Der Junge rückt etwas zurück und versteckt sich ein wenig hinter der Tür, als er mich sieht. Fast so, als wäre ich ein Monster, das droht, ihn bei lebendigem Leibe zu verspeisen. Na super. Ich komme sowieso nicht mit Kindern klar und jetzt öffnet auch noch dieser Zwerg mir die Tür.

Was soll ich tun? Leicht panisch gehe ich alle meine Optionen durch - ich könnte mich entschuldigen, so tun als hätte ich mich an der Tür geirrt und auf dem Absatz kehrt machen, von Zuhause weglaufen und ein Leben unter einer Brücke führen...oder ich stelle mich diesem kleinen Drachen und lasse die Strafe meiner Eltern über mich ergehen.

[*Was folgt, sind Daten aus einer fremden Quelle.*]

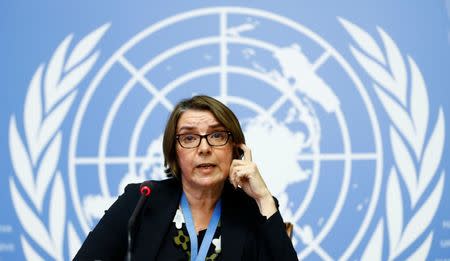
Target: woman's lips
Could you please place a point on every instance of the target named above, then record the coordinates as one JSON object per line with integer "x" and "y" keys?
{"x": 206, "y": 165}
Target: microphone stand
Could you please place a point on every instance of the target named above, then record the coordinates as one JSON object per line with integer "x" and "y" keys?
{"x": 145, "y": 193}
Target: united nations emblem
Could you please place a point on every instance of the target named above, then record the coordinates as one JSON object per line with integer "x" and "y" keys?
{"x": 305, "y": 111}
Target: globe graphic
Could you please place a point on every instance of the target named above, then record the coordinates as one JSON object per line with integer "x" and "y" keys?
{"x": 286, "y": 86}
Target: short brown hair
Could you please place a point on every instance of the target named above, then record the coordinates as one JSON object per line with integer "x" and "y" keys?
{"x": 203, "y": 103}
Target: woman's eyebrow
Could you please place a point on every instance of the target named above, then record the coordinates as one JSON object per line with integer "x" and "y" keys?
{"x": 191, "y": 128}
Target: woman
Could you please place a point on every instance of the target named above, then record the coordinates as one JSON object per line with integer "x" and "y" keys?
{"x": 215, "y": 206}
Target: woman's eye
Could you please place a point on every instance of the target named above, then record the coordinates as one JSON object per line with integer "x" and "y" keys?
{"x": 217, "y": 135}
{"x": 189, "y": 138}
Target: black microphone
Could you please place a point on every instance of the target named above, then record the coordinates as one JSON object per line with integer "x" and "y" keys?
{"x": 145, "y": 191}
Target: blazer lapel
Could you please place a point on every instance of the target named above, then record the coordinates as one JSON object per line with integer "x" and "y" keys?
{"x": 234, "y": 230}
{"x": 156, "y": 218}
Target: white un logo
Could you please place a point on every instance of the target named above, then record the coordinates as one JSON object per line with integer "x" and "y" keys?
{"x": 298, "y": 100}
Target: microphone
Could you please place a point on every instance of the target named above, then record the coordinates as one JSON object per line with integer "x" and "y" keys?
{"x": 145, "y": 191}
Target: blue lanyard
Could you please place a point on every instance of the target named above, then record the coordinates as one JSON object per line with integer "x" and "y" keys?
{"x": 196, "y": 254}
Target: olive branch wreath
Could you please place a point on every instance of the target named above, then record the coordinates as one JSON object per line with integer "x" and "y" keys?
{"x": 416, "y": 163}
{"x": 35, "y": 158}
{"x": 416, "y": 158}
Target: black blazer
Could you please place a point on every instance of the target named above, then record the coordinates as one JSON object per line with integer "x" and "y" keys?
{"x": 246, "y": 235}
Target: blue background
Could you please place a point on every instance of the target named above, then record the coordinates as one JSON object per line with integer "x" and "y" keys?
{"x": 31, "y": 30}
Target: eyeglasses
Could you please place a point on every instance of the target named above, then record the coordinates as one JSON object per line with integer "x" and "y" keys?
{"x": 214, "y": 139}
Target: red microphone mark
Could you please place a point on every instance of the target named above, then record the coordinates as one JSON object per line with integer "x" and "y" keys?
{"x": 145, "y": 190}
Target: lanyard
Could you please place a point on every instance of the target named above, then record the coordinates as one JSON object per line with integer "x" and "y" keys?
{"x": 196, "y": 254}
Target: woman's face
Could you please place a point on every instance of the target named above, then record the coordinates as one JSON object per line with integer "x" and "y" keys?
{"x": 204, "y": 166}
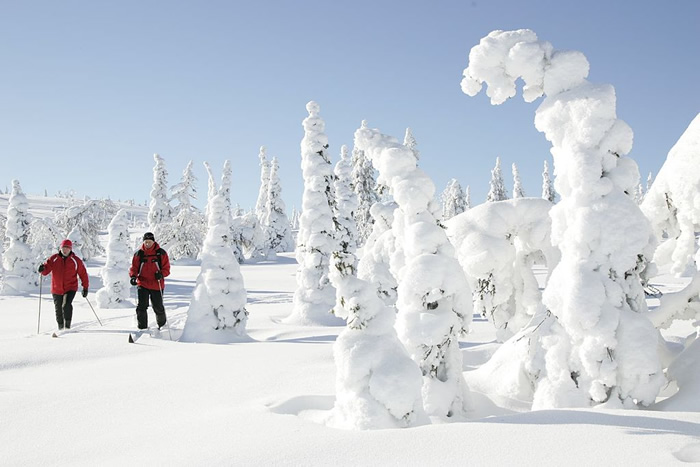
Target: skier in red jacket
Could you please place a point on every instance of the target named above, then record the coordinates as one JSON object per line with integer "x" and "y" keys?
{"x": 149, "y": 267}
{"x": 65, "y": 268}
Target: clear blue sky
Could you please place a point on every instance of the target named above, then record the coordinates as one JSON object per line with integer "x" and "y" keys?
{"x": 89, "y": 90}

Ohne groß darüber nachzudenken, entscheide ich mich für die erste Möglichkeit. Vielleicht ist ein Brücken-Leben gar nicht so schlimm. Vielleicht öffnet es mir ungeahnte Türen in neue Welten, vielleicht lerne ich nette Brücken-Nachbarn kennen und führe ein schönes, bescheidenes Leben. Ich könnte mir von meinem Ersparten ein paar Kissen und Decken kaufen, vielleicht ein, zwei Jacken und dann könnte es echt gemütlich werden.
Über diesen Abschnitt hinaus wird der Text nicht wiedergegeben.